2. It lowers your testosterone level.
This is probably related to Number 1, but it bears repeating: testosterone is good for men. Having a high natural testosterone level (the biology and anthropology purists are yelling at me to say “It’s not the baseline T level that’s tested, it’s the amount of T released into the bloodstream in times of stress and/or triumph!”, to which I say go back to your baboon testicles, Dr. Sapolsky) has been correlated to many positive health benefits for men, such as: increased energy, increased metabolism (which means less adipose tissue), higher sex drive and sexual function, increased muscle mass, increased bone density/lower risk of arthritis, emotional stability (contrary to popular belief, men with low testosterone are more “crabby” and irritable than those with high levels), and more (including several neurological effects).
Related to this, studies have shown that baseline testosterone levels in the bloodstream steadily increase after the onset of sexual abstinence, peaking at 7-10 days, a point at which they plateau and continue to do so until ejaculation. Knowing the benefits of increased testosterone, why would you waste it?
3. It makes you less attractive to women.
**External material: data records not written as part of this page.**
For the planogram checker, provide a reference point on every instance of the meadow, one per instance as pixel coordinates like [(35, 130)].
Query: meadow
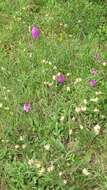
[(53, 95)]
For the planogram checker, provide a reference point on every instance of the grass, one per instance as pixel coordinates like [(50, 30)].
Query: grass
[(53, 147)]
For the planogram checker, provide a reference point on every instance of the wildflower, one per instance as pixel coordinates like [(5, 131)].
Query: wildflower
[(1, 105), (68, 74), (21, 138), (60, 173), (41, 171), (85, 101), (68, 89), (55, 67), (98, 92), (104, 63), (62, 118), (65, 181), (3, 69), (24, 146), (94, 99), (77, 80), (54, 77), (70, 132), (30, 162), (8, 90), (30, 55), (102, 116), (97, 56), (44, 61), (16, 146), (85, 172), (93, 83), (93, 71), (96, 110), (81, 127), (77, 109), (49, 84), (97, 129), (50, 168), (60, 78), (50, 63), (27, 107), (6, 108), (47, 146), (83, 108), (38, 163), (35, 32), (73, 118)]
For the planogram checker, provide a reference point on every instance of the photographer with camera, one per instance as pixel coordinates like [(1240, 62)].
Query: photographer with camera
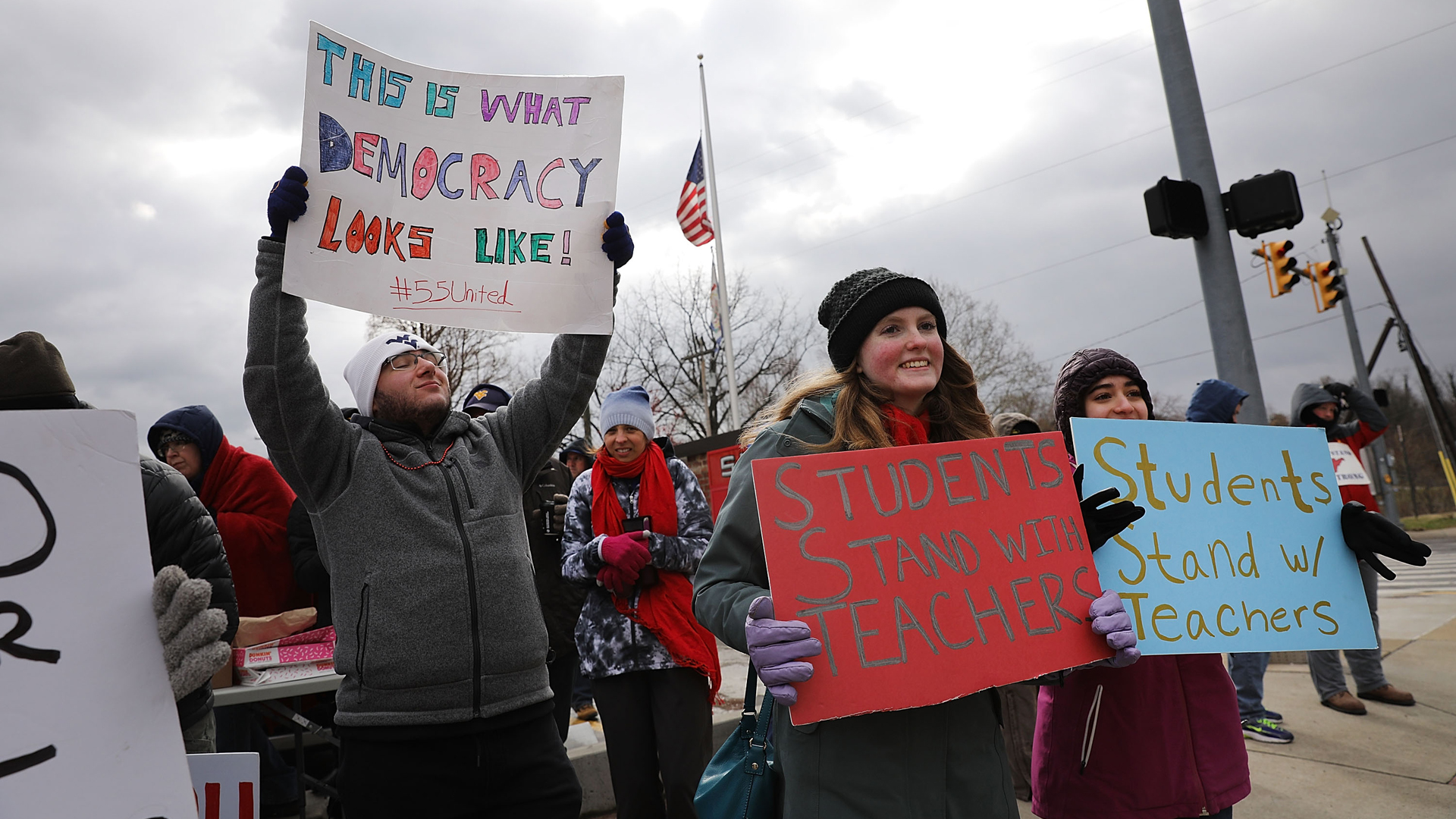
[(637, 528), (1318, 406)]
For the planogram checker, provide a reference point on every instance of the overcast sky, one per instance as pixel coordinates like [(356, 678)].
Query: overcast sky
[(1001, 146)]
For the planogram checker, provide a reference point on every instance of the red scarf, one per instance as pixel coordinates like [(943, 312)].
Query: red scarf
[(903, 428), (664, 608), (251, 503)]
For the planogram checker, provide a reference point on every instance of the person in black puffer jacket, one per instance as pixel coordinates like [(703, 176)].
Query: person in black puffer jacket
[(182, 534), (180, 529)]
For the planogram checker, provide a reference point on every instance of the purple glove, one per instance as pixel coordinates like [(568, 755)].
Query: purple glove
[(778, 649), (1110, 618), (626, 553)]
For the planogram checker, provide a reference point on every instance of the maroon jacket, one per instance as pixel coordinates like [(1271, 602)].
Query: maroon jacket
[(1165, 742)]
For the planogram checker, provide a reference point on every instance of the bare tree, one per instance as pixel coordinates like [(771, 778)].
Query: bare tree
[(472, 356), (1011, 378), (664, 341)]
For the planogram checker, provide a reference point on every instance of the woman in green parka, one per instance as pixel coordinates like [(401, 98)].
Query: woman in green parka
[(894, 382)]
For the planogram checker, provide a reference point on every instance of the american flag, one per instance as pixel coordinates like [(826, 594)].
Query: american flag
[(692, 205)]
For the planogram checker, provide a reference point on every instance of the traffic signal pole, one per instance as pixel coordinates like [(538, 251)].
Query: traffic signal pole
[(1219, 275), (1378, 460)]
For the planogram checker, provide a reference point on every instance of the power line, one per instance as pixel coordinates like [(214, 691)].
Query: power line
[(1266, 335)]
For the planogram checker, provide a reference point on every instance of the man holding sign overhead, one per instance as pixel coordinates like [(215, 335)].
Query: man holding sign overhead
[(446, 704), (446, 708)]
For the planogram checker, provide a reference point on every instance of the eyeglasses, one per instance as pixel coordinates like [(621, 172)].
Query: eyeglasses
[(411, 360), (172, 445)]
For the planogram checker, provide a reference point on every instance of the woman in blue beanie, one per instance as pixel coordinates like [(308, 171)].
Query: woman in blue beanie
[(637, 526)]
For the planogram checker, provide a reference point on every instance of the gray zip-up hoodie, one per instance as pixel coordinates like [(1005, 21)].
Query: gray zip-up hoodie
[(433, 596)]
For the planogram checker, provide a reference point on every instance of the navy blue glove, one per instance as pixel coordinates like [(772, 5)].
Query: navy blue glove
[(289, 200), (617, 240)]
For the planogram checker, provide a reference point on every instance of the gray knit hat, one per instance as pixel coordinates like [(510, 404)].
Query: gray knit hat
[(861, 299), (631, 407), (1081, 373)]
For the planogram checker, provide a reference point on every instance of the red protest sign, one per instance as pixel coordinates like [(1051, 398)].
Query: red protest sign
[(928, 572)]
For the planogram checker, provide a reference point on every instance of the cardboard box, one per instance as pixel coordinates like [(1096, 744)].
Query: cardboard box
[(264, 657), (284, 673)]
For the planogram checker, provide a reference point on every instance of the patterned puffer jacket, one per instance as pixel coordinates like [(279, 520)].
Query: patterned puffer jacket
[(610, 643)]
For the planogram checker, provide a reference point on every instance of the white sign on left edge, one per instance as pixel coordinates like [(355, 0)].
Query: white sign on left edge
[(88, 725), (465, 200)]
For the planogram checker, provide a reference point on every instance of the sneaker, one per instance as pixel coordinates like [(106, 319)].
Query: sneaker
[(1266, 730)]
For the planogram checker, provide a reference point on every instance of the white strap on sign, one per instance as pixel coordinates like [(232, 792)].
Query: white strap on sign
[(1348, 469), (224, 784)]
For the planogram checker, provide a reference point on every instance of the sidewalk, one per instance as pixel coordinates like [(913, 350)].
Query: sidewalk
[(1394, 761)]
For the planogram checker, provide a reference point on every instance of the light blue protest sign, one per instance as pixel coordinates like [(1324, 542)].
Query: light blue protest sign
[(1241, 547)]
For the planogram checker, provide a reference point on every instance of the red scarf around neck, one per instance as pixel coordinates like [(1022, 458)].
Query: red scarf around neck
[(666, 608), (903, 428)]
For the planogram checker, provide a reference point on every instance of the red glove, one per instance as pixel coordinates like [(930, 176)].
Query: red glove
[(626, 553), (617, 580)]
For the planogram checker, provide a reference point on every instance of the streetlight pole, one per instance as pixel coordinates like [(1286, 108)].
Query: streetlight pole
[(1219, 275)]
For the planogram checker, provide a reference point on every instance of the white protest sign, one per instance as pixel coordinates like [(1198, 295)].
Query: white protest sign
[(1348, 469), (88, 725), (224, 784), (468, 200)]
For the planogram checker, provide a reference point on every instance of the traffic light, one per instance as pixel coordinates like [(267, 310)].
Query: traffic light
[(1279, 267), (1175, 210), (1329, 283), (1269, 202)]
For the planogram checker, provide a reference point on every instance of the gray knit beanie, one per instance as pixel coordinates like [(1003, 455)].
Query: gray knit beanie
[(1081, 373), (861, 299)]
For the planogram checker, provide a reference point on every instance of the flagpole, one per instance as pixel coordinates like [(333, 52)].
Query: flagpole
[(718, 249)]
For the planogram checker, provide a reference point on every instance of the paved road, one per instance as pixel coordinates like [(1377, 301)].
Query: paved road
[(1436, 577)]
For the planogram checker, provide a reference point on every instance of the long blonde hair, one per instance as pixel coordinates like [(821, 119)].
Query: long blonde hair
[(954, 406)]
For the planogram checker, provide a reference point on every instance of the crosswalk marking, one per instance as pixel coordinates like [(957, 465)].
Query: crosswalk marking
[(1436, 577)]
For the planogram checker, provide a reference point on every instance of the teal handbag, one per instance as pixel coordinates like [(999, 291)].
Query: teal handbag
[(739, 780)]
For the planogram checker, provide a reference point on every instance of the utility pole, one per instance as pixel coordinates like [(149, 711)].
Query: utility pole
[(1219, 275), (1378, 460), (1440, 422)]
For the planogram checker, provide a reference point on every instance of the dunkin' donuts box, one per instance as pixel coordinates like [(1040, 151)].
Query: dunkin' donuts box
[(284, 673)]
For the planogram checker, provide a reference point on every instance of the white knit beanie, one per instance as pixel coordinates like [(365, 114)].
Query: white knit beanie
[(362, 372), (631, 407)]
This occurs in ways both macro and micro. The macro, simply put, comes from the fact that, in addition to the frequent masturbator not taking advantage of the physical benefits increased testosterone gives (see number 2), women are just not attracted to buttery soft, womanly hands. In my personal experience, women love to feel the calluses upon a man’s hands, and just one lotion-soaked fap session a week will take away from the sexy, alligator-like roughness of your palms.
Beyond the purely physical, some research indicates that they may be capable of directly sensing pheromone signals related to your hormonal levels, and, of course, react positively to it (that same research indicates that males react with more arousal to women that are in the midst of ovulation)
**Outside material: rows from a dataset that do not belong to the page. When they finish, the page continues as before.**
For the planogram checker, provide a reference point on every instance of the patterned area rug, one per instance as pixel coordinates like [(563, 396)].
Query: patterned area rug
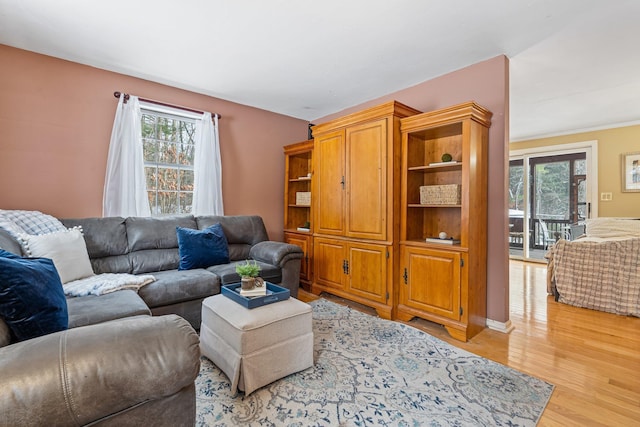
[(374, 372)]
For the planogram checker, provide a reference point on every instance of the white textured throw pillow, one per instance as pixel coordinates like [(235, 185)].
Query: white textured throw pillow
[(66, 248)]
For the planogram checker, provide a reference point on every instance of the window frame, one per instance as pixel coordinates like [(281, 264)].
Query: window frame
[(178, 115)]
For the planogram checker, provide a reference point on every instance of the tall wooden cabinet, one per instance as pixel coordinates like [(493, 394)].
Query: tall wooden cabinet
[(298, 217), (355, 189), (442, 281)]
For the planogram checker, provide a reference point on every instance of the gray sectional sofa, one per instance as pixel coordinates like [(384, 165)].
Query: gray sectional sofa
[(131, 358), (149, 245)]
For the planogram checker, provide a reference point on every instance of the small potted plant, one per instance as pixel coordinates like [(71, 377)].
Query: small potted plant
[(249, 273)]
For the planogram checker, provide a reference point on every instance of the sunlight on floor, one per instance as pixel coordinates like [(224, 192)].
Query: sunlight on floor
[(528, 290)]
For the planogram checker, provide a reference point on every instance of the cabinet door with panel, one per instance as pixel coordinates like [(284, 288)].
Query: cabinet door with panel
[(430, 281), (329, 264), (329, 183), (368, 268), (355, 270), (366, 172)]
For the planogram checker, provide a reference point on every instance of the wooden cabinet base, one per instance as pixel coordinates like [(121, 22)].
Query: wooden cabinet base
[(383, 310), (458, 330)]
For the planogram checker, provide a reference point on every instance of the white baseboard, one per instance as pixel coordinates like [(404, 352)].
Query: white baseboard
[(504, 327)]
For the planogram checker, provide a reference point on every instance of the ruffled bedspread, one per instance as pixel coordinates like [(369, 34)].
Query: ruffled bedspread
[(598, 274)]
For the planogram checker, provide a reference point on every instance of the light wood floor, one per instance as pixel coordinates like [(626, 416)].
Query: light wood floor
[(592, 358)]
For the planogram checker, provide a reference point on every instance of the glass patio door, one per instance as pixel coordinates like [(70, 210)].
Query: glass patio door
[(549, 199)]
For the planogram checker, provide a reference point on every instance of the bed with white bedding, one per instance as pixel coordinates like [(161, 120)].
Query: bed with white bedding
[(600, 271)]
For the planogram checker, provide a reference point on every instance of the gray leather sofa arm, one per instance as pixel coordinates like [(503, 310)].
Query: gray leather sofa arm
[(275, 253), (110, 373), (288, 257)]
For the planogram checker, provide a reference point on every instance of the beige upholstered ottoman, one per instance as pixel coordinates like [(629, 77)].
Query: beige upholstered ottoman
[(258, 346)]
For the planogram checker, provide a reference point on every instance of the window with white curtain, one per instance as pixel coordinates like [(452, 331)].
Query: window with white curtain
[(168, 143), (162, 161)]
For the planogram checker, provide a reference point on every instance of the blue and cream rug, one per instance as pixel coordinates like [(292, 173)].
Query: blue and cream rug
[(374, 372)]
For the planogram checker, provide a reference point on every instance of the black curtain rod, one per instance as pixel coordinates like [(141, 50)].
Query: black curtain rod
[(164, 104)]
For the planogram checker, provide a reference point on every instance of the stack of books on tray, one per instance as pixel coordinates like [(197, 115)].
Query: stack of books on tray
[(258, 291)]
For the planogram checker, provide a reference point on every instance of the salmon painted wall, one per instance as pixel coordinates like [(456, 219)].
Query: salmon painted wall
[(56, 118), (486, 83)]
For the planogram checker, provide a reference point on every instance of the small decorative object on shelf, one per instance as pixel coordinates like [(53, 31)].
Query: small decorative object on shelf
[(305, 227), (447, 194), (303, 198), (445, 241)]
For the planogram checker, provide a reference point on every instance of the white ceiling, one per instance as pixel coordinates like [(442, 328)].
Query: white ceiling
[(574, 64)]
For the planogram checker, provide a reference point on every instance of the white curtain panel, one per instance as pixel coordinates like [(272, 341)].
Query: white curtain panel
[(125, 187), (207, 168)]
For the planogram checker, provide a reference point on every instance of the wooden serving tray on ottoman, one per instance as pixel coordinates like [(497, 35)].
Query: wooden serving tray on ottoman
[(275, 293)]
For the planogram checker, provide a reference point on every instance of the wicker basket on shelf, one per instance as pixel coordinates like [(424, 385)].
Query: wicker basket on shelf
[(448, 194)]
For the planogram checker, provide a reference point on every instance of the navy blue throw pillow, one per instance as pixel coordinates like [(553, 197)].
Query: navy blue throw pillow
[(202, 248), (32, 301)]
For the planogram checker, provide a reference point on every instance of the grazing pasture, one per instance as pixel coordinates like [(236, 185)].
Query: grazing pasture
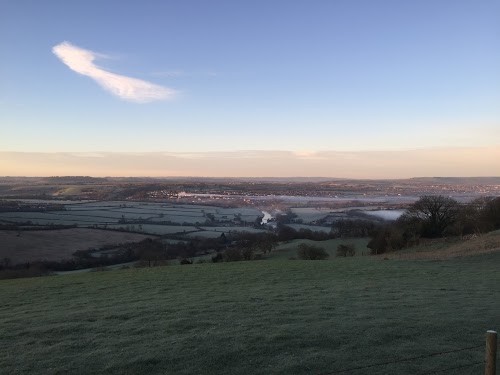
[(280, 317), (112, 212), (314, 228), (55, 245)]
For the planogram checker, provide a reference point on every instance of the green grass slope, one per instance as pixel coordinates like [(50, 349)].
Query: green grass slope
[(280, 317)]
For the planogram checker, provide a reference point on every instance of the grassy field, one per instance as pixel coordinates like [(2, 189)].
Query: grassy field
[(281, 317), (58, 244), (453, 247), (111, 212)]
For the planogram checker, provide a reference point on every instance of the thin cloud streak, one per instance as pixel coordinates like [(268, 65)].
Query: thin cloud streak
[(457, 162), (131, 89)]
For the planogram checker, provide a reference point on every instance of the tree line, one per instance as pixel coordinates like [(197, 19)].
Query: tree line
[(436, 217)]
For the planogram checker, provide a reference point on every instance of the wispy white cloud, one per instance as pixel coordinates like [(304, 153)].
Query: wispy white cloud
[(132, 89)]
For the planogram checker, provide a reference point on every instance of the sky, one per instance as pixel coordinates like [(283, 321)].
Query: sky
[(340, 88)]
4. It weakens your mental fortitude.
If you read my work, you’ll probably figure out that I’m a big fan of mental training alongside physical training. Giving in to the temptation of frequent masturbating (or any other temptation for that matter) throws a wrench into your mental training.
5. There is no 5
So now that I’ve convinced you to stop masturbating, you might ask, how do I stop? I am no expert, but I can tell you what worked for me, and the best part is, this plan only has three facets:
Step 1: Separate yourself from the substance. In other words, delete all your pornography from your hard drive, clear your browsing history so you don’t have the websites anymore. Seems pretty obvious to me that removing the source of your addiction from your presence is the fastest way to get unattached emotionally.
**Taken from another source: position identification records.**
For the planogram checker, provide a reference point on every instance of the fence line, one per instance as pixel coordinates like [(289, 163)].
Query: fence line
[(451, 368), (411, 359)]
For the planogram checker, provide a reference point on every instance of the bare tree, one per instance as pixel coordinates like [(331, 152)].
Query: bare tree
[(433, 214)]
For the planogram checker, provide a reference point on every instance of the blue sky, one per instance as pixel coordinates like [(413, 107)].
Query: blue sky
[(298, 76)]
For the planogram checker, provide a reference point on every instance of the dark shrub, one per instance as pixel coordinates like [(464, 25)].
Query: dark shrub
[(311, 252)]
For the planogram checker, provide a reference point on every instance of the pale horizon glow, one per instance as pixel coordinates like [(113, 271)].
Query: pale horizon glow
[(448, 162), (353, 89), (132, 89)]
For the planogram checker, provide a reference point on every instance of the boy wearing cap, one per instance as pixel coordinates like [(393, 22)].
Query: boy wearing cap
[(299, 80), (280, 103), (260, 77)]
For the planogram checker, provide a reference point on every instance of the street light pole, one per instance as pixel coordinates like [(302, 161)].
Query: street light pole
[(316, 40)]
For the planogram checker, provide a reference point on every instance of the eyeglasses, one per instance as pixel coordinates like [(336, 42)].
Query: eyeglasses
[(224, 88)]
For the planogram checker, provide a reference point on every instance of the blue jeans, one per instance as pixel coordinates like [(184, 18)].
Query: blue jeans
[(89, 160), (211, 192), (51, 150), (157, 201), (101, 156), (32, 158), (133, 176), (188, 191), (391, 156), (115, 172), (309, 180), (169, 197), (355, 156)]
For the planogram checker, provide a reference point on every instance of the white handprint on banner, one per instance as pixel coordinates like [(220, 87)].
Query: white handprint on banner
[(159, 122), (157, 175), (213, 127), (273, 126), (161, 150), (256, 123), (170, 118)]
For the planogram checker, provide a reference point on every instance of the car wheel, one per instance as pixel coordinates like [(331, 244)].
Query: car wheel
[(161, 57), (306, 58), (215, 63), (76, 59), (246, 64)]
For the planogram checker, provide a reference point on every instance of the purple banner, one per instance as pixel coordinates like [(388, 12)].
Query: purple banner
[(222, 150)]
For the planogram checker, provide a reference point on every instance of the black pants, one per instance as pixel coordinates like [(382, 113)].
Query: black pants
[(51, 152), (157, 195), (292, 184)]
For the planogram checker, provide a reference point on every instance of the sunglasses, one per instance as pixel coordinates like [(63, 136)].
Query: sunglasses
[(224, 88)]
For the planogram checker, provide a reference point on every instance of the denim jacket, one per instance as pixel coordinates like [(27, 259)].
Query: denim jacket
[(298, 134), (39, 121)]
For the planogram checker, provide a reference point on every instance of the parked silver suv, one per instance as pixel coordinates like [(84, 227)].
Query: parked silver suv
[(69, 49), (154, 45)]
Step 2: Find some other hobbies to fill your time with. “Idle Hands are the devil’s tool” and all. Many of the hobbies and interests I partake in are detailed on this website, and they have successfully occupied my time. I won’t tell you what activity you should partake in, just make it something constructive.
Step 3: Take it slow. Rather than trying to go cold turkey all at once, go gradually-if you jerk it twice a day, try limiting it to once a day for a week or two, then once every other day, and so on and so forth.
I don’t have any advice beyond that-I’m not going to tell you to consume a few grams of saltpeter or whatever to kill your sex drive, I personally don’t care for supplements very much.
I hope my advice helps, and I hope you wean yourself off of modernity’s favorite opiate.